AERA 8月16日(月) 12時44分配信 / 国内 - 社会
──事件から2年が経過した。
遂に加藤智大被告の口から動機が語られた。
「派遣」「非モテ」というキーワードに、
少なからず共感した若者も多かった。
しかし、それぞれの若者が描いた「加藤」は、
被告自身の言葉で、打ち砕かれていった。──
「普通の人じゃん」
だが、そんな彼らの「共感」も、裁判とともに「失望」に変わり始めた。
〈加藤さんは偉大な革命家〉
そんな書き込みが並ぶ掲示板は、ネットで知り合った女性と遊んだり、
月1回のペースで風俗通いしたりしていたことが明らかになると、
こんな書き込みが散見されるようになった。
〈もう誰も革命家とは呼ばないな/結構遊んでるじゃないか〉
加藤被告の裁判に10回足を運んだ千葉県の無職の女性(28)も、
加藤被告に裏切られたと感じる一人だ。

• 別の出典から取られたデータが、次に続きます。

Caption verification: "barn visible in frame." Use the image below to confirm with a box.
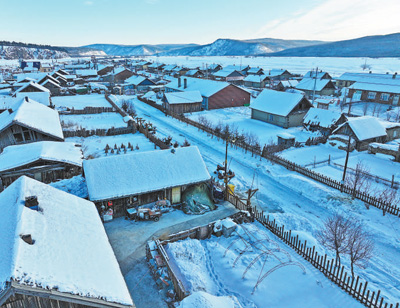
[333,116,387,151]
[0,141,83,190]
[83,146,211,217]
[163,91,203,114]
[165,77,250,110]
[0,97,64,151]
[250,90,312,128]
[0,176,134,308]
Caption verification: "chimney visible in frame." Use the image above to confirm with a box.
[25,196,39,211]
[20,234,35,245]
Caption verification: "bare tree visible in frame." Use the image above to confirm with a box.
[317,214,351,266]
[346,161,371,193]
[347,221,374,279]
[363,103,369,115]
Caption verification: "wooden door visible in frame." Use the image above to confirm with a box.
[172,187,181,204]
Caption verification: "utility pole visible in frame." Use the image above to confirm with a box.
[340,135,351,191]
[312,67,318,106]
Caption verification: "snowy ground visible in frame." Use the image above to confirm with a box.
[166,223,363,308]
[66,132,154,158]
[186,107,319,145]
[147,56,400,77]
[104,202,237,308]
[125,100,400,302]
[60,112,127,130]
[51,94,112,110]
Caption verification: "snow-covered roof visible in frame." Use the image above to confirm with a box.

裁判があることは
インターネットの巨大掲示板サイト「2ちゃんねる」上の
「加藤智大を今すぐ抱きしめてやりたい」というスレッドで知り、
本人を直接見てみたいと思った。
〈どうしてみんなが俺を無視するのか真剣に考えてみる/不細工だから/終了〉
〈彼女がいない、ただこの一点で人生崩壊〉
そんな加藤被告の書き込みに感じるものがあったからだ。
初めて見たとき、こう思った。
普通の人じゃん」
犯行直前まで同じ職場で働いていた玉城勇人さん(31)は、
職場を案内したことを覚えている。食堂に案内した際、
立て続けに加藤被告から質問を受けた。
「社員にはなれますか?」
「どのくらいで仕事は覚えられますか?」
強い意欲を感じた。
ドライブにも誘われ、一緒に遊びにいくなど、
私生活も楽しんでいるように見えた。そこへ、突然の「クビ通告」──。
「使い回しのコマなのか?」
そう加藤被告が待機所で愚痴っていたのを覚えている。
事件後、メディアが殺到した。派遣会社のフルキャストや
派遣先の関東自動車工業から、取材に応じないよう言われたが、
むしろ積極的に応じた。
「僕自身、8年間働いたのに期間社員にすらなれず、最後は封書1枚で
契約解除を伝えられた。残業は派遣社員に回されるなど、派
遣の待遇を知ってもらういい機会だと思っていた」
玉城さんは今、実家に帰り、介護ヘルパーの仕事に就いている。
給料は手取り12万円。一人暮らしさえ、できない。
だからこそ、改めて加藤被告が若者の置かれた雇用環境などを
話すことに期待した。
だが……。
かつて革命家と持ち上げられた加藤被告はいま、ネット内で、
〈加藤はリア充(充実した暮らしをしていたこと。『リアルに充実』の略)だったじゃん〉
などと書かれている。仲間と思っていた加藤被告に
裏切られたと思う同世代の腹いせだろう。
とはいえ、冒頭の女性は「加藤君」と完全に
おさらばできず、手紙を送り続けている。
「彼を否定することは、私を否定することになる。